UN probe: Myanmar army chief must be prosecuted
GENEVA — United Nations investigators yesterday called for an international probe and prosecution of Myanmar's army chief and five other top military commanders for genocide against the country's Rohingya minority.
"Myanmar's top military generals, including Commander-in-Chief Senior-- General Min Aung Hlaing, must be investigated and prosecuted for genocide in the north of Rakhine State, as well as for crimes against humanity and war crimes in Rakhine, Kachin and Shan States," a UN-backed fact-finding mission said.
Some 700,000 Rohingya Muslims fled northern Rakhine state to Bangladesh after Myanmar launched a brutal crackdown last August on insurgents amid accounts of arson, murder and rape at the hands of soldiers and vigilante mobs in the mainly Buddhist country.
Myanmar has vehemently denied allegations of ethnic cleansing, insisting it was responding to attacks by Rohingya rebels.

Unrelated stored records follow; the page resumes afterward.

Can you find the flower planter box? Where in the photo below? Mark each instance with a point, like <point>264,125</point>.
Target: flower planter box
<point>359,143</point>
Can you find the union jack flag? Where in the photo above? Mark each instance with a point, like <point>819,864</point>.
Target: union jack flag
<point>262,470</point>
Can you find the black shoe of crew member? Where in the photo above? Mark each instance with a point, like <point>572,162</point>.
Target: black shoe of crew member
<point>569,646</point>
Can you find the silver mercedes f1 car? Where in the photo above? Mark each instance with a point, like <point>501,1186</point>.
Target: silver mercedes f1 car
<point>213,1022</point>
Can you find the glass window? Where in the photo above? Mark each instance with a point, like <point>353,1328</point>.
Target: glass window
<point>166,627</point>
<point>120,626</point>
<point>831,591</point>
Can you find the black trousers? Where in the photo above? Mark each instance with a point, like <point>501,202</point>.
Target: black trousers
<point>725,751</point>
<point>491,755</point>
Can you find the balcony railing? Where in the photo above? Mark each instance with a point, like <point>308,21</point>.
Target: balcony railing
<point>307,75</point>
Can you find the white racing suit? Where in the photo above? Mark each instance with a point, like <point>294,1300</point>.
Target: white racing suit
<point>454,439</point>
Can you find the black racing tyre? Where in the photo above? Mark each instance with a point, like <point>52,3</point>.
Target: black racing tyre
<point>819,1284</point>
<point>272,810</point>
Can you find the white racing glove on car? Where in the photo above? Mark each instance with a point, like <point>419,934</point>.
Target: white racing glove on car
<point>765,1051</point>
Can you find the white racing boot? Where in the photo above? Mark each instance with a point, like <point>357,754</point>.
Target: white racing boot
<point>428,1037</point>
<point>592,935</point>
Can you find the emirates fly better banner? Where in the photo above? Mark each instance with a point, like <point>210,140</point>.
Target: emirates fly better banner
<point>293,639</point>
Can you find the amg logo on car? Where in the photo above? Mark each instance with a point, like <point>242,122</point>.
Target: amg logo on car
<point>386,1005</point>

But in yesterday's report, the UN mission insisted the army tactics had been "consistently and grossly disproportionate to actual security threats."
The mission, which was created by the UN Human Rights Council in March 2017, concluded in a report that "there is sufficient information to warrant the investigation and prosecution of senior officials in the Tatmadaw (Myanmar army) chain of command." "The crimes in Rakhine State, and the manner in which they were perpetrated, are similar in nature, gravity and scope to those that have allowed genocidal intent to be established in other contexts," the report said.